From health care to voting to a dispute pitting LGBTQ rights against religious freedom, the nation's highest court will soon start churning through blockbuster cases, dropping decisions that will reshape the law – and the political landscape.

Twenty-six cases – all of which were argued virtually because of the COVID-19 pandemic – remain on the docket

 "This term is a lot like the first few episodes of a new TV show," said David Lat, a court observer who founded a legal newsletter and website called Original Jurisdiction. "It's really just setting the stage.

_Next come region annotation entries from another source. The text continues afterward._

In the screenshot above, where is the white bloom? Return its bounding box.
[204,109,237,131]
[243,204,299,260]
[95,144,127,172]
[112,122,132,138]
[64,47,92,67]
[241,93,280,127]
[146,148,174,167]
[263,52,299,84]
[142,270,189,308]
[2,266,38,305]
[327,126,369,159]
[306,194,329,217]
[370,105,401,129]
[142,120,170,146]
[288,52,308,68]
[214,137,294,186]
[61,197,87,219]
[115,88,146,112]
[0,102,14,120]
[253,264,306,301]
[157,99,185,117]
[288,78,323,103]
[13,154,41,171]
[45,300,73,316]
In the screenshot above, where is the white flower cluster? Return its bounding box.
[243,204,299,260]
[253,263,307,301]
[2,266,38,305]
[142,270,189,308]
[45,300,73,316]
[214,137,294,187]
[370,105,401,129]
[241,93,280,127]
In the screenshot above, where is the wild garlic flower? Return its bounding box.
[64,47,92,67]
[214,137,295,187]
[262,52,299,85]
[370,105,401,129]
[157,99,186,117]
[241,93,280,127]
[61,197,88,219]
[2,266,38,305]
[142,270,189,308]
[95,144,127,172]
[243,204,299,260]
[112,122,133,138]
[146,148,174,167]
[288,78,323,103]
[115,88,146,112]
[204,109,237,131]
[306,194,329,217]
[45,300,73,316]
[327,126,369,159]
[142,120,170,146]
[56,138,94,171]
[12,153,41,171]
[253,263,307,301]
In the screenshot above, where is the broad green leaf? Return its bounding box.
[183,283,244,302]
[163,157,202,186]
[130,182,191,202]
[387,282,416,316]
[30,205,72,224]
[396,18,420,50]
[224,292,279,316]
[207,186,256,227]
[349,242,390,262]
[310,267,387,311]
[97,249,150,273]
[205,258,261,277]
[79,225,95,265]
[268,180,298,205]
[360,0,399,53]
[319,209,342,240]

Sometimes you wish you could just fast forward through it, but it's still important because we're getting to know the characters...and we're getting to know the issues."

After the flurry of opinions, attention is sure to shift to Associate Justice Stephen Breyer, who at 82 is under pressure from progressives to retire so that President Joe Biden can name his replacement while Democrats hold their tenuous majority in the Senate. When justices step down, they often do so at the very end of the term.